La magistratura non poteva utilizzarle senza autorizzazione anche se riferite a un terzo
Roma, 28 dic. (askanews) – La Corte costituzionale ha accolto il conflitto di attribuzione tra poteri dello Stato sollevato dal Senato contro la Procura della Repubblica presso il Tribunale di Torino, il Giudice per le indagini preliminari e il Giudice dell’udienza preliminare del medesimo Tribunale, in relazione all’attività di intercettazione che ha coinvolto, nell’ambito di plurime indagini, Stefano Esposito, Senatore nella XVII legislatura. Con la sentenza n. 227 del 2023, depositata oggi (red. Stefano Petitti), è stato dichiarato che non spettava alle autorità giudiziarie che hanno sottoposto ad indagine e, successivamente, rinviato a giudizio Stefano Esposito, disporre, effettuare e utilizzare intercettazioni rivolte nei confronti di un terzo imputato, ma in realtà univocamente preordinate ad accedere alla sfera di comunicazione del parlamentare, senza aver mai richiesto alcuna autorizzazione al Senato della Repubblica.
Secondo la sentenza, il carattere “mirato” dell’attività di indagine deve essere ricavato dalla ‘decisiva circostanza» per cui, nei confronti del parlamentare, emergono ½specifici indizi di reità che si traducono nella richiesta di approfondimenti investigativi’.
In particolare, la Corte costituzionale ha precisato che indici quali l’abitualità dei rapporti tra il parlamentare e il terzo intercettato, il numero delle conversazioni e la loro prevedibilità, nonché la loro proiezione nel tempo, possono non essere da soli sufficienti a qualificare il parlamentare come bersaglio effettivo delle indagini.
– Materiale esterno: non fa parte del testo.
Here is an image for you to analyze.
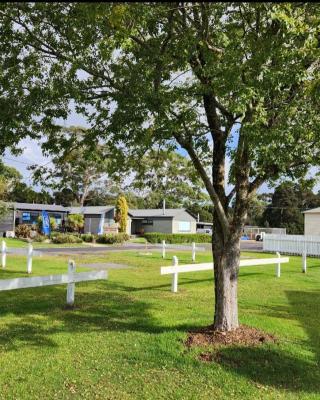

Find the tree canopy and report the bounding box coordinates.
[0,2,320,330]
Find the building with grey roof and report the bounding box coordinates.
[0,203,197,235]
[128,208,197,235]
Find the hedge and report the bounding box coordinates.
[96,233,130,244]
[52,233,82,244]
[143,232,212,244]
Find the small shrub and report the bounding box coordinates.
[37,215,57,233]
[52,233,82,244]
[32,233,47,243]
[15,224,31,238]
[144,232,212,244]
[68,214,84,232]
[81,233,95,243]
[96,233,130,244]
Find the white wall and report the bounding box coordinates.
[304,213,320,235]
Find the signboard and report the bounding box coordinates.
[22,213,31,221]
[98,213,104,235]
[42,211,50,236]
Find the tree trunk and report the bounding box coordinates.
[212,231,240,331]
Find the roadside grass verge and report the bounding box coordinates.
[0,250,320,400]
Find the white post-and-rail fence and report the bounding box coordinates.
[161,240,206,262]
[263,234,320,273]
[1,240,33,274]
[160,253,289,293]
[0,260,108,306]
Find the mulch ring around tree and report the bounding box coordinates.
[184,325,277,361]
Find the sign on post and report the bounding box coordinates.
[171,256,179,293]
[27,243,33,274]
[1,240,7,268]
[162,240,166,258]
[42,211,50,236]
[191,242,196,262]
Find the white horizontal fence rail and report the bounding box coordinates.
[263,235,320,273]
[0,260,108,305]
[263,234,320,256]
[155,240,206,262]
[160,253,289,293]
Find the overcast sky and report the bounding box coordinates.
[3,107,320,193]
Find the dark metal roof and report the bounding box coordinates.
[66,206,115,215]
[128,208,194,218]
[12,203,67,212]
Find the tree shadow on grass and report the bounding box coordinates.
[216,291,320,394]
[0,281,320,393]
[0,282,192,350]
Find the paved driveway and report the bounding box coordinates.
[33,240,262,254]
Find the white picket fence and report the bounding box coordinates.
[0,260,108,306]
[160,253,289,293]
[263,234,320,256]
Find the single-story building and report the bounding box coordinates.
[303,207,320,235]
[197,221,213,235]
[127,208,197,235]
[67,206,118,233]
[0,202,68,236]
[0,203,197,236]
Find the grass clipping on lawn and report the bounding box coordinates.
[185,325,276,348]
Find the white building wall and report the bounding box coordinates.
[304,213,320,235]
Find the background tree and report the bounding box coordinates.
[30,127,112,206]
[0,161,53,204]
[130,149,209,208]
[114,195,128,233]
[0,3,320,331]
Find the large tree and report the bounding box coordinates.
[0,2,320,330]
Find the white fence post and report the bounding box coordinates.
[276,251,281,278]
[302,250,307,274]
[27,243,33,274]
[171,256,179,293]
[67,260,76,306]
[162,240,166,258]
[192,242,196,262]
[1,240,7,268]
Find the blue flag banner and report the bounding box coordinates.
[98,213,104,235]
[42,211,50,236]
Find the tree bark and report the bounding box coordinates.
[212,222,240,331]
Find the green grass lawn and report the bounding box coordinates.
[0,251,320,400]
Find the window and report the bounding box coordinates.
[142,219,153,225]
[22,213,31,221]
[179,221,191,232]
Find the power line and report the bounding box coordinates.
[2,157,33,165]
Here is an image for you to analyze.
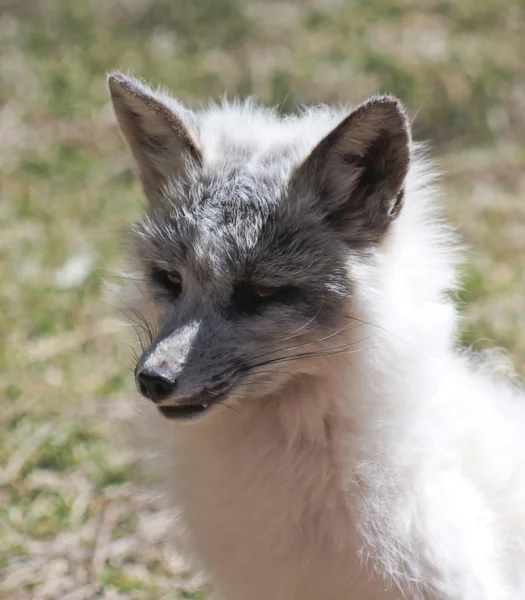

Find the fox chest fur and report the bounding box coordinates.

Ad assumere un peso determinante in tal senso è, piuttosto, l’effettivo e sostanziale coinvolgimento del parlamentare tra gli obiettivi delle indagini. Laddove, infatti, tale coinvolgimento del parlamentare ‘si traduca – indipendentemente dall’acquisizione dello status di indagato – in indirizzi investigativi chiaramente e univocamente rivolti ad approfondire la sua eventuale responsabilità penale’, esso contrassegna la correlata attività di intercettazione come rivolta ad accedere alla sua sfera di comunicazioni e, pertanto, bisognosa dell’autorizzazione preventiva ex art. 4 della legge n. 140 del 2003.
Nel caso che ha dato origine al conflitto, la Corte ha ritenuto che tale effettivo e sostanziale coinvolgimento dell’allora senatore Esposito emerga chiaramente a partire dal 3 agosto 2015, data nella quale il contenuto delle conversazioni intercettate viene per la prima volta fatto oggetto di ‘spunti investigativi meritevoli di approfondimento’. All’avvenuto mutamento degli obiettivi dell’attività di indagine, convalidato anche da provvedimenti adottati a seguire e dalla successiva iscrizione del parlamentare nel registro degli indagati, si riconnette quindi l’illegittimità dell’acquisizione e dell’utilizzo delle intercettazioni successive al 3 agosto 2015 in quanto avvenuti senza che sia mai stata richiesta, dall’autorità giudiziaria procedente, l’autorizzazione preventiva prescritta dall’art. 4 della legge n. 140 del 2003.
Le intercettazioni disposte ed effettuate prima del 3 agosto 2015 sono invece da qualificarsi come “occasionali”, con la conseguenza che non potevano essere utilizzate nei confronti di Stefano Esposito senza l’autorizzazione successiva richiesta dall’art. 6, comma 2, della medesima legge.